Every day in Battle Ground Public Schools, our teachers and counselors amaze and inspire. Sometimes it’s simply their ability to connect with kids, or to teach complicated subjects in ways that make it easier for students to comprehend and retain the information. Other times, the inspiration is more of the jaw-dropping variety, like when you have a teacher and a counselor who’ve successfully completed the world-renowned Boston Marathon together.

Captain Strong Primary physical education teacher Sandee Myers and Chief Umtuch Middle School counselor Krista Roadifer accomplished the impressive feat on April 15 at the 123rd Annual Boston Marathon. The race takes place every Patriot’s Day and attracts half a million spectators, making it New England's most widely-viewed sporting event. Having started in 1897 after the successful debut of the marathon at the first modern Olympics in 1896, the Boston Marathon is the world's oldest annual marathon. Though it started with only 15 participants at the inaugural race, the event now attracts an average of about 30,000 registered participants each year.

This marks Myers’ fifth consecutive year of running the Boston Marathon, and the fourteenth marathon that she has completed. The 68-year-old shows no signs of slowing down, as her time of 4 hours, 27 minutes and 10 seconds was good for 37th place in her division, and fast enough to automatically qualify her for next year’s race.

It’s no surprise that Myers’ students are impressed by their teacher’s running prowess. When it’s time for Captain Strong’s third and fourth grade students to run the mile in physical education class, Myers gets a kick out of seeing their eyes widen after telling the kids just how many laps around the gym it would take to equal the 26.2 miles she runs on a semi-regular basis.  

“I want my students to understand that health and fitness doesn’t have to be a chore,” Myers said. “They just need to find something active they love to do, and that can contribute to a lifetime of fitness.

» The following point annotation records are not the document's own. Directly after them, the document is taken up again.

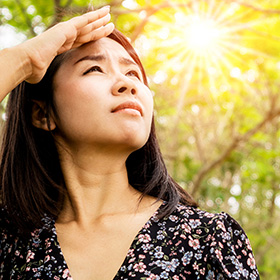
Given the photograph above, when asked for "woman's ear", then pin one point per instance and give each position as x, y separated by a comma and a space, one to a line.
39, 118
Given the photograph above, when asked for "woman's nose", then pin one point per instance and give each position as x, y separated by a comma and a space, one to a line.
124, 86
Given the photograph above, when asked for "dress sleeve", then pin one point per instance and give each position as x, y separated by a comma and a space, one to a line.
230, 255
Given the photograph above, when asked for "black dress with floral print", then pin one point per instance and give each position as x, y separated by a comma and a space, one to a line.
188, 244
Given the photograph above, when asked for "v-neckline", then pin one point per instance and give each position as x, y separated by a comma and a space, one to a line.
136, 238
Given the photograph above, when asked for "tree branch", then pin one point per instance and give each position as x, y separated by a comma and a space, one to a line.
233, 145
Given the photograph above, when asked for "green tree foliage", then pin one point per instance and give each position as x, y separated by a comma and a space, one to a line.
214, 66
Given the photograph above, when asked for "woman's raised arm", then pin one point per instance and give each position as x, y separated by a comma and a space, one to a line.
29, 61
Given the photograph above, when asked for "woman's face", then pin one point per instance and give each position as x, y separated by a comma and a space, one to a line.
100, 98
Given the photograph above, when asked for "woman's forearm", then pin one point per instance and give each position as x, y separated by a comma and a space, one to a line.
14, 68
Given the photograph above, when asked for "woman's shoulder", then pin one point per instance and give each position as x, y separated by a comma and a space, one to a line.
222, 240
10, 235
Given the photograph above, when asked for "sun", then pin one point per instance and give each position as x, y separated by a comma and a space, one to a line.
202, 43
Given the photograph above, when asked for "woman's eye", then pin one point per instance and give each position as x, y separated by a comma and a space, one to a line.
133, 73
93, 69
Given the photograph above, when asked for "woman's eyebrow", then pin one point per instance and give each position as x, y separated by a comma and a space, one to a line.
98, 57
101, 57
126, 61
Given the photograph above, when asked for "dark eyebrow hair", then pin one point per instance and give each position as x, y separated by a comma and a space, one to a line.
127, 61
91, 57
100, 57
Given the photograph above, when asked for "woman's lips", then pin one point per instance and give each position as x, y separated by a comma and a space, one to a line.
131, 107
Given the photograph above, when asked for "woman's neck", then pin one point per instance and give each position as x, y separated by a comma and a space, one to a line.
97, 185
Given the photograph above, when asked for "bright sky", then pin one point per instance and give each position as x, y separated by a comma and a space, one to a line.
9, 37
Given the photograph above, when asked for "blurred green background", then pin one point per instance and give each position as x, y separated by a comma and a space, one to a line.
214, 69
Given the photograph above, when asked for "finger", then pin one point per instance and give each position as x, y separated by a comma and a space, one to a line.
94, 25
95, 35
89, 17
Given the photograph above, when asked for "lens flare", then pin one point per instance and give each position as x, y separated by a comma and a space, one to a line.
201, 34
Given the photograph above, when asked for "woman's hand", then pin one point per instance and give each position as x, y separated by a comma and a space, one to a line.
29, 61
64, 36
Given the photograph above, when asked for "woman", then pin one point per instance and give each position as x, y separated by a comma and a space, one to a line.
85, 193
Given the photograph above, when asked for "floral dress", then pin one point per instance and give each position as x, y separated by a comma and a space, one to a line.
187, 244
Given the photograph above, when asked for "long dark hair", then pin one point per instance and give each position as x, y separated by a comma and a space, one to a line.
32, 183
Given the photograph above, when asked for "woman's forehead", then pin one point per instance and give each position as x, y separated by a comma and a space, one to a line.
104, 46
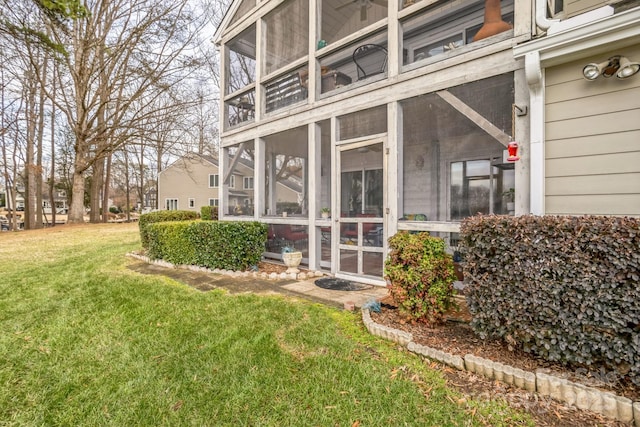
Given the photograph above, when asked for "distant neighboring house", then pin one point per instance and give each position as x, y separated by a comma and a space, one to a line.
189, 183
193, 181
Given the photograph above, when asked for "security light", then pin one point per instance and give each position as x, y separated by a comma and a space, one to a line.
617, 65
627, 68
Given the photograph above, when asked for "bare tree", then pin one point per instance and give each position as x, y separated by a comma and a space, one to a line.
123, 53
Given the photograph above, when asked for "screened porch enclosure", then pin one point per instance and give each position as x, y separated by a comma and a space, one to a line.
453, 148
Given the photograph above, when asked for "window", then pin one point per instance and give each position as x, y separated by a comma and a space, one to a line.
445, 28
452, 166
478, 187
171, 204
339, 69
240, 158
286, 169
287, 34
241, 71
341, 18
248, 183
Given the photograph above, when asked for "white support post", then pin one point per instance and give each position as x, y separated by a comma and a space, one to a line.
315, 188
536, 139
259, 178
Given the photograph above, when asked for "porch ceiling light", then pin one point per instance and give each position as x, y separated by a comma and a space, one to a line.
617, 65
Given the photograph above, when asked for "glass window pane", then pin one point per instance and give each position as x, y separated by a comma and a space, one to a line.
372, 263
286, 168
452, 168
241, 62
349, 261
362, 123
287, 34
445, 27
343, 67
285, 90
241, 164
341, 18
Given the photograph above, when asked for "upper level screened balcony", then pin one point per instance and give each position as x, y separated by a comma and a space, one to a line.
351, 47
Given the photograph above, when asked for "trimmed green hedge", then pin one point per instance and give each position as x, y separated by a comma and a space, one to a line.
209, 212
563, 288
161, 216
213, 244
420, 275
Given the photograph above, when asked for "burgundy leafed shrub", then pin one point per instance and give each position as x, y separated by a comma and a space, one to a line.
564, 288
420, 276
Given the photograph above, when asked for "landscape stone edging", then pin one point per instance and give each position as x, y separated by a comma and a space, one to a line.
583, 397
231, 273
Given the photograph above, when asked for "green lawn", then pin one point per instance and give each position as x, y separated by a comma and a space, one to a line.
86, 342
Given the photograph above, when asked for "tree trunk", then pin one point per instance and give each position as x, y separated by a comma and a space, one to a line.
76, 210
105, 191
30, 189
40, 146
95, 192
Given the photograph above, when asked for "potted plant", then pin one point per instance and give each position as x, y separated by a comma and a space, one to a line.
510, 198
291, 258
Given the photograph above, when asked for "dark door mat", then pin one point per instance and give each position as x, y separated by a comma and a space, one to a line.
341, 284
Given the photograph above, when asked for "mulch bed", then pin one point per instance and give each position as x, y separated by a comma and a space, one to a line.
456, 337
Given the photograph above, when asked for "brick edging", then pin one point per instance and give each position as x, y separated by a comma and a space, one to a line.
583, 397
231, 273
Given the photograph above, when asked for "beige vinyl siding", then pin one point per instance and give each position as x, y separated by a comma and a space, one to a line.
576, 7
592, 141
187, 178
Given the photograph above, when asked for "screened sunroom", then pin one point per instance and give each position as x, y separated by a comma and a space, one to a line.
386, 115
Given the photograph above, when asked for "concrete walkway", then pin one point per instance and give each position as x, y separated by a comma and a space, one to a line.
306, 289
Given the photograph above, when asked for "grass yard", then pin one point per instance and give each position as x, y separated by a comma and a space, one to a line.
86, 342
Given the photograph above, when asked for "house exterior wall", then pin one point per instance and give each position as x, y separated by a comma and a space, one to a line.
576, 7
592, 141
187, 178
442, 121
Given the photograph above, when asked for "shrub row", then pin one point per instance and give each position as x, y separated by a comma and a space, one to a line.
563, 288
213, 244
420, 276
161, 216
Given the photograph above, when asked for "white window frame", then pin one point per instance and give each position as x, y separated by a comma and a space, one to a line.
247, 180
173, 202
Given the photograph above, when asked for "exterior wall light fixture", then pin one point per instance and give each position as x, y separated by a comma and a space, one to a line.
617, 65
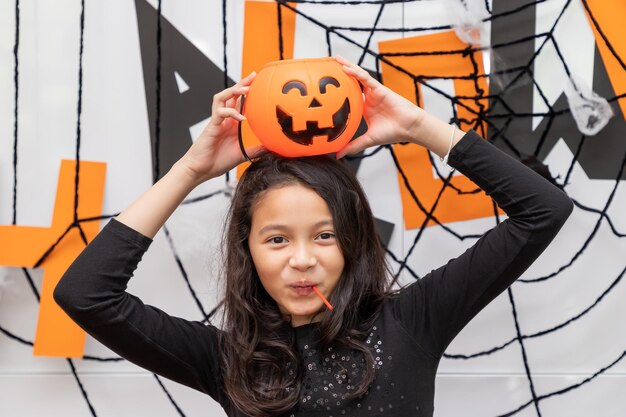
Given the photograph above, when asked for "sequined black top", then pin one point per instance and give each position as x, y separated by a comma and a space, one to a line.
408, 338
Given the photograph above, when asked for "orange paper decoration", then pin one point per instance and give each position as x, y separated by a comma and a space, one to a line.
24, 246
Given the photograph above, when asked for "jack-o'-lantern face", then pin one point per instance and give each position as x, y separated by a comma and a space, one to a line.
304, 107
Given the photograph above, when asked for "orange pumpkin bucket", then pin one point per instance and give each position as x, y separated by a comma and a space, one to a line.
304, 107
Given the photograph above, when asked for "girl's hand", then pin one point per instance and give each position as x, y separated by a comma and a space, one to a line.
390, 117
217, 150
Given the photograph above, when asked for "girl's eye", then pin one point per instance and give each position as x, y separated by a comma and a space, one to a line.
277, 240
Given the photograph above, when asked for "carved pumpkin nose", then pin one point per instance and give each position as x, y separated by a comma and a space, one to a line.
315, 103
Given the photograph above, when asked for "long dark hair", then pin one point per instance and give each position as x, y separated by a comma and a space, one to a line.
257, 345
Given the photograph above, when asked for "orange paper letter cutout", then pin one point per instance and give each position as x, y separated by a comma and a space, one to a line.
610, 18
24, 246
414, 159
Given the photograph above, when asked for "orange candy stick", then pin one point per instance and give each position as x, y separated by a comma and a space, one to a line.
319, 294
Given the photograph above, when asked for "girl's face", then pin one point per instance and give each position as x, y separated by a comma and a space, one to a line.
293, 247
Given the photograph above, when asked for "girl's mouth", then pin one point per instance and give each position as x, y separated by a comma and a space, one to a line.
302, 290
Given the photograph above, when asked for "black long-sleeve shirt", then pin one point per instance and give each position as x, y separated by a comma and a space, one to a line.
408, 338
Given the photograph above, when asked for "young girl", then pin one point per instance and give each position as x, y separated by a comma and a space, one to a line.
300, 225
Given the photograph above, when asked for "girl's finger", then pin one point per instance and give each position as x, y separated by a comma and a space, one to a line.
359, 73
225, 112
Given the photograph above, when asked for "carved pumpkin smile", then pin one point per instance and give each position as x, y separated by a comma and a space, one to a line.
305, 137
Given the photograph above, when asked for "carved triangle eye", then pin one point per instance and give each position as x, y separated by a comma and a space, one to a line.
327, 81
298, 85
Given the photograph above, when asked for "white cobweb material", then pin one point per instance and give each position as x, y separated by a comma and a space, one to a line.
467, 17
590, 111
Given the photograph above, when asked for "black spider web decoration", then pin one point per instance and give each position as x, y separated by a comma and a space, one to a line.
482, 116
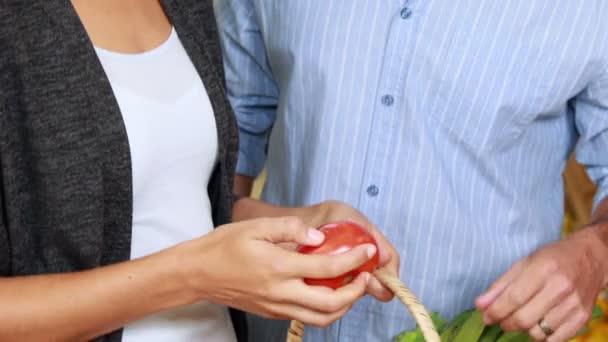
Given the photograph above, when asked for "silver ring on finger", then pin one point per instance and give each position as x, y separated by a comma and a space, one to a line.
545, 327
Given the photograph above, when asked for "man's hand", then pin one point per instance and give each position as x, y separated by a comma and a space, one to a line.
556, 287
332, 211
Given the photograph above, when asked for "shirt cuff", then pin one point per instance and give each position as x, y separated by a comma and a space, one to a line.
252, 154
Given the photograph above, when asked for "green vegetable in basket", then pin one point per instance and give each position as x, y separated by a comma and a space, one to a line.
468, 327
471, 329
452, 329
491, 334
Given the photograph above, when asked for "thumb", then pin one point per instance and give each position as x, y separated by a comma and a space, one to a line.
482, 302
288, 230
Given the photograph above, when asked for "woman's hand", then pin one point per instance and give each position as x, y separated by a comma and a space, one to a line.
331, 211
241, 265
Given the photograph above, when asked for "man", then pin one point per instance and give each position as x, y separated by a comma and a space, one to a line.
448, 124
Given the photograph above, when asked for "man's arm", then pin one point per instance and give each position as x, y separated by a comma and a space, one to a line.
251, 88
556, 287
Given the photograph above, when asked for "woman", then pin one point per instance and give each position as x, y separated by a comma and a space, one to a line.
117, 150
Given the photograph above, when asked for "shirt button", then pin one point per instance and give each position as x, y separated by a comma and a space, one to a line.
373, 190
387, 100
406, 13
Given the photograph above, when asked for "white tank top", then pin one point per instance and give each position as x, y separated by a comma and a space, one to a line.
173, 142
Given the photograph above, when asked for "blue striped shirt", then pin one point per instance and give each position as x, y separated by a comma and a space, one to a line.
448, 123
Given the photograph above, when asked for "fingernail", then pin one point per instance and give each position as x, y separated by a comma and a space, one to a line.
371, 251
315, 235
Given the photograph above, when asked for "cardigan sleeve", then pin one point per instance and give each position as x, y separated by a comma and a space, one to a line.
4, 76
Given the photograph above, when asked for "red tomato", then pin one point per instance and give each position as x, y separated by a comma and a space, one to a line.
339, 238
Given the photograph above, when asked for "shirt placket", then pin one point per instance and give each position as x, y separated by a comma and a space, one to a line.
387, 113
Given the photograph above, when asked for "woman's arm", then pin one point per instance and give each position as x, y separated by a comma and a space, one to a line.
82, 305
238, 265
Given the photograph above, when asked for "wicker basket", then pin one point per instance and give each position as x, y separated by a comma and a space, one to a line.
417, 310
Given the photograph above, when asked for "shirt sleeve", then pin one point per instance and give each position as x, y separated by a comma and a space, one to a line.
591, 118
251, 89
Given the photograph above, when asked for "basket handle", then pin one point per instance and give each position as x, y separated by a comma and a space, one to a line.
405, 295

Even though I’m the same age as their grandparents, I’m happy I can still be a role model for these kids through my running.”

For school counselor Krista Roadifer, being physically fit and active provides an opportunity to talk to students about holistic strategies that promote mental and emotional health.  A lot of the kids Roadifer counsels struggle with anxiety, and healthy lifestyle habits like eating well, exercising, and getting enough sleep can be beneficial for coping with issues related to stress and depression.

“Sometimes when kids are struggling, I’ll have them write down how they’re feeling both before and after we go on a 10-minute walk,” Roadifer said. “This helps them make the connection that physical activity can help boost their moods and make them feel better and more confident in general.”

Myers and Roadifer plan to continue running together and sharing their passion for fitness with their students.

“It doesn’t matter if it’s graduating from school with good grades or finishing a marathon, accomplishing a goal takes time and patience,” Myers said.

“And a lot of endurance,” Roadifer added.   

Lessons they hope they can instill in their students.